Canberra, a key coalition ally of the United States, has repeatedly said it intends to remain in the war-wracked nation until 2014 but Prime Minister Julia Gillard said Afghans would now be ready to take responsibility earlier.
She will take her pull-out timetable to a NATO summit in Chicago next month with her announcement coming a day ahead of NATO foreign and defence ministers meeting in Brussels to fine-tune their own troop withdrawals.
“I’m now confident that Chicago will recognise mid-2013 as a key milestone in the international strategy,” she said in a keynote speech shortly after a wave of coordinated Taliban attacks in Afghanistan left 51 people dead.
“A crucial point when the international forces will be able to move to a supporting role across all of Afghanistan.”
Australia has some 1,550 troops stationed in the strife-torn country and has so far lost 32 soldiers in the conflict.
Gillard said they would begin leaving as soon as Afghan President Hamid Karzai declared Afghans would take responsibility for Uruzgan province, where most Australian forces are based.
Karzai is expected to make the announcement “in the coming months” and once he did, the withdrawal should take 12 to 18 months.
“And when this is complete, Australia’s commitment in Afghanistan will look very different to that we have today,” she said.
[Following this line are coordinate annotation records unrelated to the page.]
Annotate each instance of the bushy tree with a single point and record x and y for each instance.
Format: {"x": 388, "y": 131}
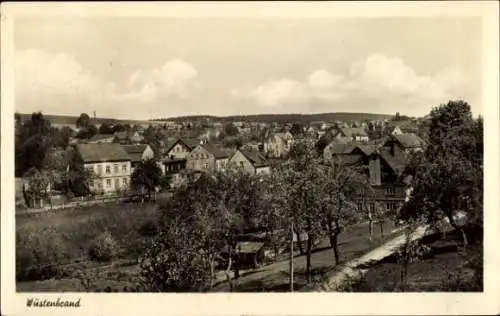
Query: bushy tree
{"x": 448, "y": 177}
{"x": 146, "y": 177}
{"x": 83, "y": 121}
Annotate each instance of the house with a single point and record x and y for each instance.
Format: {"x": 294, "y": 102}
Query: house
{"x": 138, "y": 153}
{"x": 110, "y": 164}
{"x": 351, "y": 134}
{"x": 101, "y": 139}
{"x": 128, "y": 137}
{"x": 405, "y": 143}
{"x": 277, "y": 145}
{"x": 384, "y": 170}
{"x": 249, "y": 160}
{"x": 181, "y": 148}
{"x": 392, "y": 130}
{"x": 207, "y": 157}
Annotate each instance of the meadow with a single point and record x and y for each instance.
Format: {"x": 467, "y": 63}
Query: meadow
{"x": 71, "y": 246}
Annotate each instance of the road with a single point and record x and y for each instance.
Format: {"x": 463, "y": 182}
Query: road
{"x": 275, "y": 277}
“We will have completed our training and mentoring mission with the 4th Brigade.
“We will no longer be conducting routine frontline operations with the Afghan National Security Forces. The Australian-led Provincial Reconstruction Team will have completed its work.
“And the majority of our troops will have returned home.”
While most soldiers will return, she made clear Australia stood ready to “provide niche training to the Afghan National Security Forces after 2014”.
“We are prepared to consider a limited Special Forces contribution — in the right circumstances and under the right mandate,” she said.
Canberra has faced increasing pressure over the long-running Afghan campaign and a 2013 pull-out will be a year in advance of the 2014 deadline previously laid down by NATO-led international forces.
It will also mean most Australian troops are likely to be home before the next election.
Gillard is struggling in the polls and many people oppose the deployment to Afghanistan, but she denied it was a political decision, or had been accelerated because US President Barack Obama faces an election in November.
“What drives the timetable is the assessment by ISAF and then by the Afghan government of the right moment to enter transition,” she said, referring to the NATO-led International Security Assistance Force.
“And that is based on an assessment of the growing capacity of the Afghan national security forces.”
Australia’s Afghan deployment began in 2001 before Canberra pulled out, only to redeploy to the arena in 2005.
Gillard said while the challenges remained significant, important gains had been made that helped fast-track a transition to full Afghan security responsibility.
“Bin Laden is dead. Most of Al-Qaeda’s senior leaders have been killed or captured. We have pushed Al-Qaeda’s remaining leaders to the Afghanistan-Pakistan border area,” she said.
“The Afghan National Army’s 4th Brigade is increasingly capable of planning and conducting operations on its own and the Afghan security presence across the province is expanding.”